Then, as everyone felt a bit solemn and sorry still, the sailor went back with them to the Drive and played on the mouth-organ for Jackie to dance. And, when the dog was tired, he played other tunes for them, different airs, many of them the national anthems of foreign countries.

"Well, time's up and I must go on ship," said the sailor finally, putting his mouth-organ away in his pocket. "This time tomorrow we'll be on our way to Japan."

And when Elizabeth Ann said. that her mother and daddy were in Japan and that she would write and tell them about the sailor -whose name he said was Dave-and perhaps they would some day see him and the dancing dog Jackie, the sailor said that stranger things than that had happened, and he would be on the look-out for Mr. and Mrs.

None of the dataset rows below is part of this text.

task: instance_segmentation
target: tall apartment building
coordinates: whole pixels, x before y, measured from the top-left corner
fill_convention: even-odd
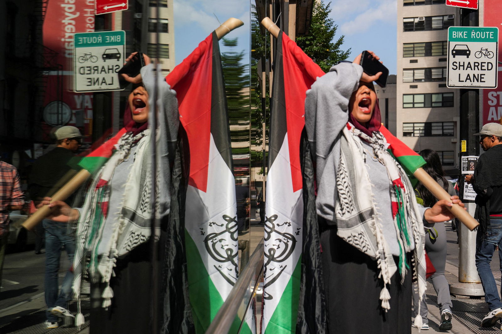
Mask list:
[[[416,151],[458,167],[459,92],[446,87],[448,28],[458,10],[444,0],[398,0],[396,135]],[[452,171],[453,174],[453,171]]]

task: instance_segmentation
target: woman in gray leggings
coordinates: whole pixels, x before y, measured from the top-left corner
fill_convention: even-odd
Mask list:
[[[427,173],[436,179],[438,183],[442,185],[449,194],[456,195],[451,183],[447,181],[443,176],[443,167],[437,152],[426,149],[421,151],[420,154],[427,163],[423,166]],[[432,206],[437,201],[437,199],[421,184],[417,185],[416,192],[417,196],[423,200],[424,206]],[[425,236],[425,250],[436,268],[436,272],[431,275],[431,278],[432,279],[432,285],[437,294],[438,305],[441,311],[439,329],[449,330],[452,328],[452,303],[450,297],[450,287],[444,276],[444,267],[446,262],[446,229],[444,224],[435,224],[434,227],[426,232]],[[423,297],[423,300],[425,300],[425,296]],[[418,296],[416,293],[413,295],[413,304],[415,315],[416,316],[418,314]],[[427,304],[425,302],[422,302],[421,304],[420,313],[424,323],[422,329],[428,329]]]

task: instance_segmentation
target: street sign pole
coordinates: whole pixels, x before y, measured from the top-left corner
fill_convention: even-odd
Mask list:
[[[478,25],[477,11],[462,9],[460,17],[463,26],[477,27]],[[450,56],[449,54],[448,56]],[[459,131],[460,142],[465,142],[466,145],[465,150],[460,150],[459,170],[461,169],[460,160],[462,156],[478,155],[479,150],[479,143],[477,141],[478,137],[472,135],[478,132],[479,128],[479,90],[476,88],[462,88],[460,91],[460,124]],[[458,178],[458,182],[461,185],[460,198],[464,202],[469,202],[466,203],[465,206],[469,213],[473,215],[476,205],[472,201],[463,199],[464,177],[460,170]],[[459,224],[457,228],[459,229],[458,282],[451,285],[450,291],[453,294],[461,295],[484,295],[484,292],[476,268],[474,256],[476,252],[477,232],[469,230],[463,224]]]

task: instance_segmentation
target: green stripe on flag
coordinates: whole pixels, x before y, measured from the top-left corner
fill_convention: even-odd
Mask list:
[[[195,332],[202,334],[205,332],[223,305],[223,300],[208,274],[197,246],[186,229],[185,246],[188,274],[188,295],[192,305]],[[235,316],[229,332],[236,333],[240,325],[240,320]]]
[[[403,169],[406,172],[411,185],[413,188],[417,186],[418,183],[418,180],[413,175],[413,173],[417,170],[417,168],[421,167],[427,163],[424,158],[420,155],[402,155],[399,157],[396,157],[392,154],[391,150],[387,150],[387,152],[392,156],[392,157],[397,160],[399,164],[401,165]]]
[[[84,157],[78,163],[78,165],[85,168],[91,174],[97,172],[101,166],[108,160],[104,157]]]
[[[302,256],[300,256],[295,271],[281,296],[281,300],[267,325],[266,334],[290,334],[296,330],[301,268]]]

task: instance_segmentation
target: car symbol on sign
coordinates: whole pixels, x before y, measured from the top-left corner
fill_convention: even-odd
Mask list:
[[[455,56],[465,56],[467,58],[469,58],[469,56],[470,55],[470,50],[469,50],[469,47],[465,44],[457,44],[454,47],[453,49],[451,50],[451,55],[455,58]]]
[[[107,49],[103,53],[101,57],[104,62],[110,59],[116,59],[118,62],[120,60],[120,53],[116,49]]]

Loring.





CHAPTER XII


ANOTHER VISIT



Ever since Elizabeth Ann had heard about Rosa's brothers and sisters she had wanted to see them. She was especially interested in Ruth, the little girl who was her own age and was lame. Whenever Rosa came back from spending an afternoon with them, she brought new stories that Elizabeth Ann found more exciting than any of the stories Rosa read to her from books before she went to bed.

"David and Joseph have been bad," said Rosa once, when she had just returned from a visit home. Elizabeth Ann knew that David and Joseph were the six-year-old twins. "Katie decided that they were old enough now to go to the baker's after bread and rolls, so the other morning she gave them money for a dozen rolls. And what do you suppose those youngsters did?"

"What?" Elizabeth Ann asked eagerly. "What did they do, Rosa?"

"They bought cake," said Rosa seriously. "Fancy little cakes with icing on, and they ate every one of them up before they came into the house."

"Oh, my!" she gasped. "Did Katie scold them?"

"No, she didn't scold them, but I'll tell you what she did do," answered Rosa. "She gave them only bread and milk to eat that day, and for a whole week they are not to have the tiniest crumb of dessert."

Usually Rosa laughed at the stories she told of her little brothers and sisters, but some times she could not see the "funny side" to tell.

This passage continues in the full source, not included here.